Вся жизнь проходила перед взором Чурилы — своя и чужая. Большая жизнь, которая сейчас казалась ничтожной, как островок в безответном, безграничном мраке. Придут другие люди, начнут всё заново — еще и еще. И они растают в безбрежности…
Лишь руки, касавшиеся теплых листов пергамента, напоминали ему что-то, но что?..
И вот однажды сверкнула молния, обожгла пальцы и разлилась внутри его спокойным светом: разве не вложил он душу свою в эти листы, в эти маленькие черные буковки? Разве не осенил его бог своей благодатью, ниспослав ему великое знамение? И разве не его избрал он среди многих, водя рукой его? И не свои ли помыслы вложил в пергаментные листы, которые останутся и будут жить вечно?..

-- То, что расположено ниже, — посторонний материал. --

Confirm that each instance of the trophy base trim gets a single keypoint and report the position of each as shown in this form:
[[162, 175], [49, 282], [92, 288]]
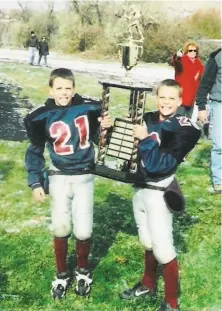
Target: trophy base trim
[[126, 177]]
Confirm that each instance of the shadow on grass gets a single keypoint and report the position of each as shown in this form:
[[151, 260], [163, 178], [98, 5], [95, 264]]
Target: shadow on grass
[[5, 168], [181, 224], [201, 157], [110, 217]]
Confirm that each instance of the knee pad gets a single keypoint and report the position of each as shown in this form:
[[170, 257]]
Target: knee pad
[[164, 254], [82, 235], [62, 230]]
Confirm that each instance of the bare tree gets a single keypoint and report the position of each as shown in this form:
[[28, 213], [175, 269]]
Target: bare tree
[[24, 11]]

— Господи, — шептал Чурила, — верую. Воистину душа человеческая бессмертна…
Так и умер он с этими словами на устах. Игумен закрыл его глаза и вышел из кельи. На всходе стояли плачущие монахи.

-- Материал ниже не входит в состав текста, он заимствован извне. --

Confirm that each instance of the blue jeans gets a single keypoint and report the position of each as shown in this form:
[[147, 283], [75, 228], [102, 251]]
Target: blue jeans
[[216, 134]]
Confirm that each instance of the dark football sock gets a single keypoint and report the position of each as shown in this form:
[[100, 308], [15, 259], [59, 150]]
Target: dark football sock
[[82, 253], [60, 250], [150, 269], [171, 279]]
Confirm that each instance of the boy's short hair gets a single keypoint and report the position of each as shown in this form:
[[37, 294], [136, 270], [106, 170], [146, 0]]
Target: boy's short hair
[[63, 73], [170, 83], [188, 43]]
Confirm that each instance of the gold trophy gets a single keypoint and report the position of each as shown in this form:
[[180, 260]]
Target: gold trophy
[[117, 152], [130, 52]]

— Почто плачете? — спросил их игумен, глотая слезы.
— Жаль Чурилу, — сказали монахи.
— Возрадуйтесь, скоро душа его встретится с богом.
— Воистину так, — сказали монахи, но слез не могли унять. Тогда взошел игумен в собор, и следом за ним взошли в собор все. И повелел игумен, как в праздник, зажечь восковые свечи. И свечи зажгли, как он повелел, и встали на колени.

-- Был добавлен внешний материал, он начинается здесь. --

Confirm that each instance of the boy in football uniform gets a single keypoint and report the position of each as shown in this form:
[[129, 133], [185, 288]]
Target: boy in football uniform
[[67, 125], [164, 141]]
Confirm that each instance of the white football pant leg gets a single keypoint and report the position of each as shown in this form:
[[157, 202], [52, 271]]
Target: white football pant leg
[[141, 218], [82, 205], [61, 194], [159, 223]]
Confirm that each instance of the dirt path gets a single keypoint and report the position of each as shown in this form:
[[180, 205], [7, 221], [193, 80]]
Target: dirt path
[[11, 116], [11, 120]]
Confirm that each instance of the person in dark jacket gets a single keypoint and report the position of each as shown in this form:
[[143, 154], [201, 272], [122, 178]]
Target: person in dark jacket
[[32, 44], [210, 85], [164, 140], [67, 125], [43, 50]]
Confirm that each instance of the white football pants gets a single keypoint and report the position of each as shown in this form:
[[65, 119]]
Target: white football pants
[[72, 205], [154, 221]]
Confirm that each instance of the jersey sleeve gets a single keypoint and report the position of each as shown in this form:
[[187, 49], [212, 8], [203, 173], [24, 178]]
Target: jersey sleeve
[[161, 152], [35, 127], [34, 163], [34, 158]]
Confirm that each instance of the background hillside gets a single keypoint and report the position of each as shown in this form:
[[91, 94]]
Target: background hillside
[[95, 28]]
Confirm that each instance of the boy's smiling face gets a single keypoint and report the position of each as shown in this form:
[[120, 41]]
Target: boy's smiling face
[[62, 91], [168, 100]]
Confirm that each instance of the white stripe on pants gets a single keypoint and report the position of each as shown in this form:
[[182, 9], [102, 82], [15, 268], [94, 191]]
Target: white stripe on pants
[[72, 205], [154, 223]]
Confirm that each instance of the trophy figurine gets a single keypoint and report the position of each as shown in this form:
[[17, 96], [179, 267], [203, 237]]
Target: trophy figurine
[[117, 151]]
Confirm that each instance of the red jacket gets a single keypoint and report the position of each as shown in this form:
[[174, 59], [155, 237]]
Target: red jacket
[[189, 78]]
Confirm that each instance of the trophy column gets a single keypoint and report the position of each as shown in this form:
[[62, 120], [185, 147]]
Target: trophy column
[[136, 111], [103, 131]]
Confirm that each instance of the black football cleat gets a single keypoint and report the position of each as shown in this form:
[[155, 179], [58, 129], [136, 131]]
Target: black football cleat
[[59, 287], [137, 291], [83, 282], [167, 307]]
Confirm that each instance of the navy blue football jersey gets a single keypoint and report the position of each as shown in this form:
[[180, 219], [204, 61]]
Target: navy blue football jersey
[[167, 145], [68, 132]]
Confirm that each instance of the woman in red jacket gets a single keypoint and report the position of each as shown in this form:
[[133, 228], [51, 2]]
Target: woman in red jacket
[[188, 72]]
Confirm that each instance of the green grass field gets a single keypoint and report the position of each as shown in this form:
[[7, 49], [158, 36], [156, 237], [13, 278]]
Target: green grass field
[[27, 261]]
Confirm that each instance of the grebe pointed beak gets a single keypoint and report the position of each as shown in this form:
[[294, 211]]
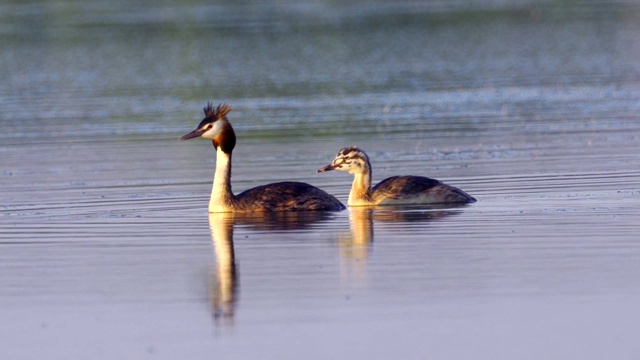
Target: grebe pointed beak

— Помолимся, братие, — сказал игумен.
— Помолимся, — сказали монахи. И долго молились и клали земные поклоны.
Спи спокойно, Чурила. Пусть не тревожат тебя земные сны. Прольются над тобой дожди, лягут снега, взойдут весенние травы, созреют на полях злаки. И снова прольются дожди, и снова лягут снега, и снова взойдут весенние травы…
Призовет к себе Всеволод обученного грамоте ратника и скажет ему так:
— Забудут ли внуки наши содеянное отцами и дедами? Умрет ли память о нас вместе с нами?..
— Нет, не умрет, — скажет ратник, и преклонит колена, и возьмет из руки князя твою летопись.
Пролетят годы. Придет лихолетье. И над могилой твоей. Чурила, подымет пыль до небес чужая конница. Принесет она с собой запах далеких становищ и горькой степной полыни. Рухнут городницы Владимира и Суздаля, вспыхнут, как свечи, белокаменные соборы, умоется кровью земля… Пронзенный стрелой, падет ратник на желтые листы пергамента.
Но разве люди дадут оборваться памяти?.. Темной ночью придут они и похоронят ратника, а бесценные листы, рискуя жизнью, унесут с собою в леса.
Спи спокойно, Чурила. Пусть не тревожат тебя земные сны. Не скоро придет на могилу твою страшная весть — далеко отсюда еще только собирается конница в бескрайние табуны…
А пока ни стар, ни млад не пройдут мимо — присядут у холмика, развернут тряпицу с нехитрой едой, помянут тебя, отдохнут и тронутся дальше в путь…
…Бродит русский мужик по земле — ищет себе лучшей доли. Проложил дороги во все концы, пробил тропы сквозь бурелом и болота. Но заветной тропы всё никак не найдет.
А от Дышучего моря, треща небывалыми морозами, идет с великими снегами суровая зима…
Глава восьмая
1Все, что сказывал Морхиня про Веселицу, все истинно так и было. Не удержал его Мисаил — ни добротой своей не удержал, ни речьми праведными.
— Ища озлобления в сердце своем, — говорил Мисаил, — ступаешь ты, Веселица, на грешный и зело опасный путь. И в том я тебе не помощник, и благословения моего для себя не жди.
Горько было сознавать старцу, что не нашел он в сердце Веселицы отклика на свою доброту, но верил еще: не много пройдет времени, потолкается Веселица в миру — и вернется назад. Не сыскать ему правды — зарыта она глубоко, милости княжеской не добиться — нет у него послухов против Одноока. Посмеется над ним боярин и велит вдругорядь гнать со двора. А князь сурово накажет за наговор.